栃木が試合終了間際、MF三都主アレサンドロの移籍後初ゴールで劇的な逆転勝ちを収めた。MFクリスティアーノが4人に囲まれながらもドリブルで仕掛けてチャンスメーク。右からふわりと浮かせたクロスを三都主がファーサイドから決めた。
今季からJ2でプレーする35歳の元日本代表は直前に交代で入ったばかりだった。「短時間なのでワンチャンスでもあればよいと思っていたが、本当にチャンスがきた。どうして走り込めたのかと問われるとはっきり答えられないし、自分でも不思議な気持ち。クロスがくると信じたからあの位置に入っていけたのかな」。1度きりの好機を逃さない技術はもちろんだが、経験によって培われた勝負勘、スター選手のもつ強運といった見えない力を感じざるを得ない。栃木は今季初の連勝を飾り勝ち星が先行した。アウェイの地でつかんだ大きな1勝だ。
対照的に富山は何度かあった追加点のビッグチャンスを逃して勝利に届かなかった。前半27分、左サイドを4人のパス交換で突破してFW西川優大がクロスを入れ、MF木村勝太が走り込んだが枠を捉えられない。後半4分にはDF吉井直人のロングフィードでMF朝日大輔が抜け出し、ラストパスを西川がボレーで狙ったがシュートはクロスバーを直撃した。「勝負を決めるタイミングで得点できなかったことがすべて」(安間貴義監督)という典型的な負けパターンにはまった。チャンスを多くつくっているからこそ口にできる敗因であり、地力強化の証ではある。しかし得点しないことには勝点は伸びない。今季向き合っていかねばならない最大の課題を突き付けられた。
「本気で昇格プレーオフを狙うならば今日のような試合を勝ち切らなければいけない。悔しいと思うだけではだめだ」とMF大西容平。日々トレーニングを積み、進歩を結果で示していく。根気と覚悟のいる長い道のりが始まったことを告げる苦いホーム初黒星だった。

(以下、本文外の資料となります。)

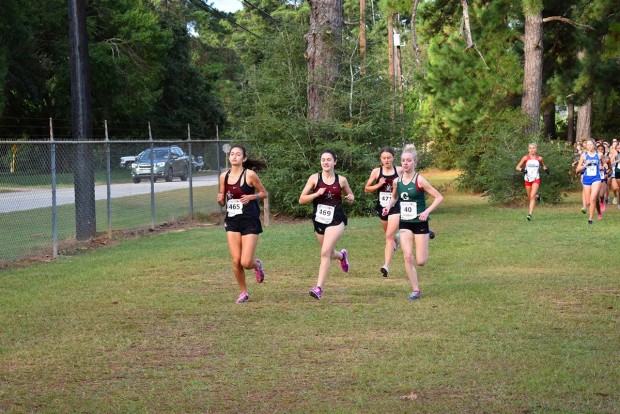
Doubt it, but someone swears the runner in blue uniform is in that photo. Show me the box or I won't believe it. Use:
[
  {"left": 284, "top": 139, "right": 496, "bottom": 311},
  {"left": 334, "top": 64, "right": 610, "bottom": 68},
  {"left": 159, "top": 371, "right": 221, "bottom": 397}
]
[
  {"left": 596, "top": 144, "right": 612, "bottom": 213},
  {"left": 609, "top": 139, "right": 620, "bottom": 208},
  {"left": 383, "top": 144, "right": 443, "bottom": 301},
  {"left": 299, "top": 150, "right": 355, "bottom": 299},
  {"left": 577, "top": 139, "right": 603, "bottom": 224},
  {"left": 364, "top": 147, "right": 403, "bottom": 277},
  {"left": 217, "top": 145, "right": 267, "bottom": 303}
]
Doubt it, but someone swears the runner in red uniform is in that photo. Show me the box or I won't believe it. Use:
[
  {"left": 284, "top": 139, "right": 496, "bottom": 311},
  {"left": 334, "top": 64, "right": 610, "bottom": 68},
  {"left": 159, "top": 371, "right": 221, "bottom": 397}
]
[
  {"left": 299, "top": 150, "right": 355, "bottom": 299},
  {"left": 364, "top": 147, "right": 403, "bottom": 277},
  {"left": 517, "top": 143, "right": 550, "bottom": 221},
  {"left": 217, "top": 145, "right": 267, "bottom": 303}
]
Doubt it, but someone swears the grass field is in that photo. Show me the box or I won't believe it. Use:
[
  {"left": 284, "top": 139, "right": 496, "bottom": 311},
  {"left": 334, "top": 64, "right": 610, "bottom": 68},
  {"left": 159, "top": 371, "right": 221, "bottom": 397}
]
[{"left": 0, "top": 173, "right": 620, "bottom": 413}]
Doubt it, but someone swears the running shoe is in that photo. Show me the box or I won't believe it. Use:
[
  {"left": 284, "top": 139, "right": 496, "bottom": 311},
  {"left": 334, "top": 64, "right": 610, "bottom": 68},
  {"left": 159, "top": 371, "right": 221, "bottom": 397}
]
[
  {"left": 254, "top": 259, "right": 265, "bottom": 283},
  {"left": 235, "top": 292, "right": 250, "bottom": 303},
  {"left": 310, "top": 286, "right": 323, "bottom": 299},
  {"left": 340, "top": 249, "right": 349, "bottom": 273}
]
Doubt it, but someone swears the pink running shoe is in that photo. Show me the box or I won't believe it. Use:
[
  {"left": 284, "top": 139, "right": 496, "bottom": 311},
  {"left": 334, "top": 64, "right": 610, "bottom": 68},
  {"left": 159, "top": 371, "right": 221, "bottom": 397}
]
[
  {"left": 310, "top": 286, "right": 323, "bottom": 300},
  {"left": 235, "top": 292, "right": 250, "bottom": 303},
  {"left": 254, "top": 259, "right": 265, "bottom": 283},
  {"left": 340, "top": 249, "right": 349, "bottom": 273}
]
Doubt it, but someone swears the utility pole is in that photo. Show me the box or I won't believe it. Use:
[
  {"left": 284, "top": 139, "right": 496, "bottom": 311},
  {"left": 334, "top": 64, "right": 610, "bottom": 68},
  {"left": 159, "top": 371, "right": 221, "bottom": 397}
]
[
  {"left": 360, "top": 0, "right": 366, "bottom": 76},
  {"left": 67, "top": 0, "right": 97, "bottom": 240}
]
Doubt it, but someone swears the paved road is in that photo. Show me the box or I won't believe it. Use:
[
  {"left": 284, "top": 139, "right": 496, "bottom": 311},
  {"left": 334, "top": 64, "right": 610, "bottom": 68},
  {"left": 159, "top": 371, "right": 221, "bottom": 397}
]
[{"left": 0, "top": 175, "right": 217, "bottom": 213}]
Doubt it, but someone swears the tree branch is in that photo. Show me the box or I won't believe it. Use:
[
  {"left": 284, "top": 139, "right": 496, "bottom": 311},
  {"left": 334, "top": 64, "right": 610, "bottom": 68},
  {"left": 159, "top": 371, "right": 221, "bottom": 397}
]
[{"left": 542, "top": 16, "right": 594, "bottom": 30}]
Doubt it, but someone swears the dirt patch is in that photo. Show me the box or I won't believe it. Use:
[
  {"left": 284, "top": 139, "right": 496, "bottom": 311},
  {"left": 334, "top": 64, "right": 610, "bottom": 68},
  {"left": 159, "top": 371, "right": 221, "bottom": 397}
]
[{"left": 0, "top": 213, "right": 306, "bottom": 270}]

富山の先制点は前半20分、DF舩津徹也の左サイドからのロングパスに逆サイドから走り込んだ大西が決めた。栃木もFW近藤祐介、FW廣瀬浩二がワンツーを繰り返して決定機を演出した同40分などチャンスはつくったが、主導権を握っていたのは富山。局地戦をショートパスで打開して一気にスピードアップする得意の攻撃を披露し、守備でも相手の攻めを単発的なものに封じた。
後半は栃木も攻勢を強めて押し込む時間をつくるようになり、同16分にCKからDFチャ・ヨンファンが頭で決めて同点とする。両チームが勝負のポイントとして考えていたセットプレーで栃木が強みを発揮した。

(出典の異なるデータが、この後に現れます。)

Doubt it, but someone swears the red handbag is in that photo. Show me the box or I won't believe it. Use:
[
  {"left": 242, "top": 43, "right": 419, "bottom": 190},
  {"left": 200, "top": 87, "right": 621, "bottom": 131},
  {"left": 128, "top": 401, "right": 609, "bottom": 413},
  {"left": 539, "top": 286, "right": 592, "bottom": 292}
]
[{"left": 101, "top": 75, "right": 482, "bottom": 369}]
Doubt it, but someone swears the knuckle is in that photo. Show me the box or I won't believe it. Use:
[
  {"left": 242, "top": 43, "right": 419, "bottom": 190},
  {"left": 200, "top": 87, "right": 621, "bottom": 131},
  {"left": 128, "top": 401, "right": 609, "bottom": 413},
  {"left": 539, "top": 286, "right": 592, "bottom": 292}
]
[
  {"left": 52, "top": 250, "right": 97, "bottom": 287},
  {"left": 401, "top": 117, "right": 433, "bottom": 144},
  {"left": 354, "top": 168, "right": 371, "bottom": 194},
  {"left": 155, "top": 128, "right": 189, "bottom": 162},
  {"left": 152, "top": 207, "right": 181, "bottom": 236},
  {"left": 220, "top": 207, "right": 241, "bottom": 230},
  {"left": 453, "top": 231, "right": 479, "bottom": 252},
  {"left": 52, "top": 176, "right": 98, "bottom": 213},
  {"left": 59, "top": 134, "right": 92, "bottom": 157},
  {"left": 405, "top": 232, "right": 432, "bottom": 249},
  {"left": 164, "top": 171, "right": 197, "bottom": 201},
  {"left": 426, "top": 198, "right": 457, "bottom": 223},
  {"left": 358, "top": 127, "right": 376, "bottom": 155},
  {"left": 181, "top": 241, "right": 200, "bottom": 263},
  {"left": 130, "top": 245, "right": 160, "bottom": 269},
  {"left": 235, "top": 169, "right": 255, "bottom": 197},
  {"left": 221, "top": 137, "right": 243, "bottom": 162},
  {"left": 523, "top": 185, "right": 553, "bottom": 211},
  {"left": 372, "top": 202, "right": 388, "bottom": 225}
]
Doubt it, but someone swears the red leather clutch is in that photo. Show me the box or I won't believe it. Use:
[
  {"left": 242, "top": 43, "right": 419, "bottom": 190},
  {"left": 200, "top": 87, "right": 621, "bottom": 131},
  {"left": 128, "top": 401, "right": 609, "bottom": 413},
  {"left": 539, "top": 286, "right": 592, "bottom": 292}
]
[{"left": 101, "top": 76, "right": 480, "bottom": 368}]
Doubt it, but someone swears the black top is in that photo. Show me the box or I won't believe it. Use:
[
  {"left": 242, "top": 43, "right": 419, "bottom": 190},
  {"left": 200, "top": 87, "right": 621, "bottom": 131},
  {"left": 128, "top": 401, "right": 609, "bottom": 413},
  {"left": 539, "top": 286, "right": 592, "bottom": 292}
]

富山はより攻撃的な[3-2-3-2]の布陣に変えて勝ち越し点を狙う。栃木はMF菊岡拓朗、近藤、クリスティアーノらが中盤で数多くボールに関与することで厚みのある攻めを繰り出した。アディショナルタイムに三都主の逆転弾が決まった後も富山が舩津のサイド突破からゴール近くでFKを得るなど両チームは最後まで攻め合った。気温5度と冷え込む中、雨に打たれながら応援したサポーターにも選手たちの勝利への執念は伝わったことだろう。